Of course, you can try to download all the data with:

dvc repro

However, it may take quite a while as ensembl_vep_cache (which is required for VEP annotations) is >14GB. And it may happen that OpenCravat will be enough for you needs.

Running services

To run Cromwell server, together with cromwell-client and mysql - run services with Docker-Compose If you do not have Docker installed, you can either install it yourself or use ubuntu_Script in the bin folder. To run the pipelines I recommend trying cromwell-client (deployed at port 8001 by default) It can be run by:

docker compose up

In the docker-compose configuration the following configuration is assumed:

./data/databases/mysql folder for cromwell mysql

./data/cromwell-executions for cromwell execution cache

./data/cromwell-workflow-logs for cromwell execution logs

If you have another folder layout you have to change docker-compose.yml and config/cromwell/application.conf

Structure of the pipeline

The pipeline is in dna-seq-pipeline folder. It also actively uses wdl tasks and subpipelines from https://github.com/antonkulaga/bioworkflows There dna_seq_pipeline.wdl is the main workflow, all others should be provided as dependencies. The pipeline uses Deepvariant, Strelka2 and Smoove for variant calling and VEP for variant annotations. It is also possible to run dependencies as separate workflows.

Example JSONs

Example json inputs are provided with the parameters that I used to process my own genome. In the examples I had the following structure. This structure is the same as in ./data subfolder of this repo, feel free to modify it according to locations of your files:

/data/gwas/anton - person's folder with:
/data/gwas/anton/fastq - INPUT folder
REFERENCE genome (downloaded from latest Ensembl release):
- /data/ensembl/103/species/homo_sapiens/Homo_sapiens.GRCh38.dna.primary_assembly.fa
- /data/ensembl/103/species/homo_sapiens/Homo_sapiens.GRCh38.dna.primary_assembly.fa.fai
OUTPUT folders created by the pipeline (no need to create them yourself, when you run the pipeline it will create folders for the output)!:
- /data/gwas/anton/aligned - output of aligned data
- /data/gwas/anton/variants - output for variants
- /data/gwas/anton/vep - vep annotations
ANNOTATION reference files (used only by vep_annotations.wdl):
- /data/gwas/references/annotations - reference files for genetic variant annotations
- /data/ensembl/103/plugins - git cloned+renamed https://github.com/Ensembl/VEP_plugins (note 102 - is Ensembl release number)
- /data/ensembl/103/cache - folder to download Ensembl cache ( https://m.ensembl.org/info/docs/tools/vep/script/vep_cache.html )

Genomes to play with

I tested the pipeline on my personal genome sequenced by Dante. If you do not have your own genome in disposal, you can try any of the public ones, for example you can download WGS fastq files from https://www.personalgenomes.org.uk/data/ For quick test of all tools consider having small test fastq-s (example of such test is in test.json) If you have a bam file with input we provide bam_to_fastq pipeline to extract fastq-s from it.

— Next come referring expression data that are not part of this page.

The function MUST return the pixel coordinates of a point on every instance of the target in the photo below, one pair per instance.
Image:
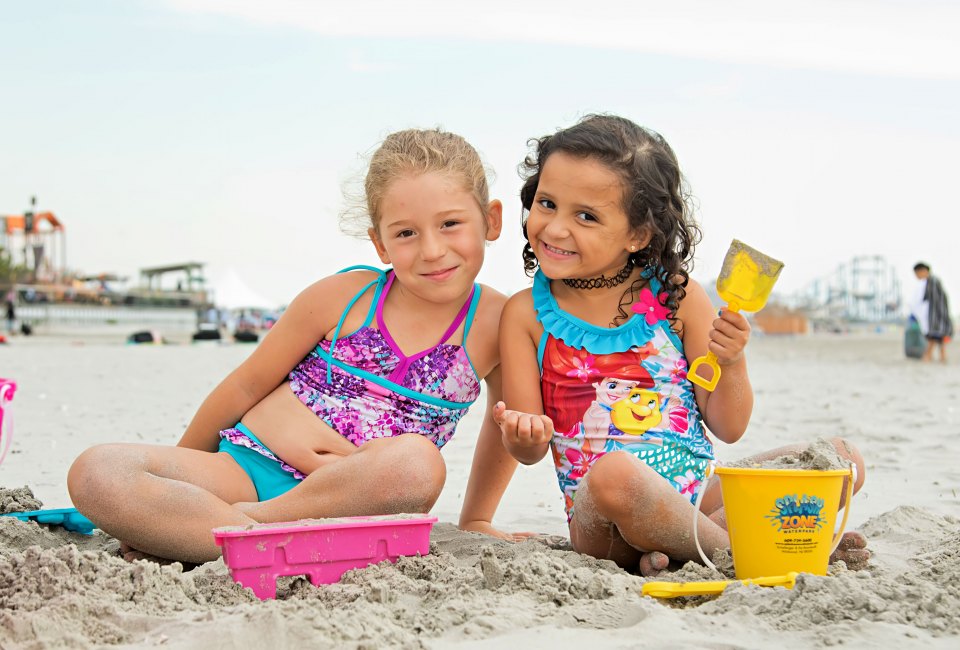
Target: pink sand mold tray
(323, 549)
(7, 389)
(68, 518)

Different options of running the pipelines

There are three major ways of running any of the pipelines in the repository:

with CromwellClient and Cromwell in server mode (recommended). Note: when using pipelines with multiple wdl files, do not forget to upload subworkflow files as dependencies.
directly from Swagger API with Cromwell in a server mode: similar to running with CromwellClient but instead of the Client swagger server API is used.
with Cromwell or any other WDL-compartible tool in the console. Documented at Official cromwell documentation

Genome annotations

There are two alternative annotation tools: VEP and OpenCravat. VEP is more established and oldfasioned, opencravat is newer and more user-friendly I recommend to start from opencravat.

Opencravat annotations

Opencravat is included to the environment. Before starting, it is recommended to install annotation modules of your interested. There is a dvc stage for the default modules:

dvc repro install_opencravat

VEP annotations

The most important part of the pipeline is VEP annotations. To make it work you must download Ensembl cache and Ensembl plugins. Right now VEP annotations require additional files, for this reason they are provided as separate pipeline. Curently DVC resolves most of the files and does additional preprocessing with:

dvc repro prepare

TODOs

This repository is a work in progress, so I list todos:

mitochondrial variant calling
longevity annotations
docs on how to configure VEP
docs on opencravat
eye and skin color annotations (stuff like http://mathgene.usc.es/snipper/eyeclassifier.html )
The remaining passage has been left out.